Add all the ice water (no ice) and continue to use the pastry blender to process it with the butter and flour. You will have a rough shaggy dough that will still be very crumbly and dry in some spots. Dump the dough on a clean and dry work surface to begin the rolling and folding process.

Flatten the dough slightly with a floured rolling pin. Use a flat metal dough scraper (bench knife) to shape the shaggy dough into a 6 inch by 18 inch vertical rectangle. As the dough begins to stick to the rolling pin, add a little flour to the pin and it will rub right off. Lightly dust the dough also with flour.
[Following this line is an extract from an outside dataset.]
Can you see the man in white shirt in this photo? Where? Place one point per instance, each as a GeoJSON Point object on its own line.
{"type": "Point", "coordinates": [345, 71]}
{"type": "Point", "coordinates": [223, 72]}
Using the metal scraper, fold the bottom edge of the dough up to the center of the rectangle. Then fold the top edge of the dough down to the center of the rectangle. Now fold the bottom edge up to meet the top edge of the dough. You have now completed your first double book turn.
Tip: Work quickly, but if the butter starts to melt and seep out, wrap the dough in plastic wrap and refrigerate for 15 minutes

Use the scraper to reform the crumbly dough back into a vertical rectangle. Rotate the dough so the folded edge is on your right. Roll the dough out exactly as before to complete one more double book turn. Wrap dough in plastic and refrigerate 30 minutes so it can relax.

Lightly flour your work surface and roll out dough exactly as before. Give it one to two more single book turns this time. You may use the dough now, or refrigerate it 2 hours or up to 2 days for best results.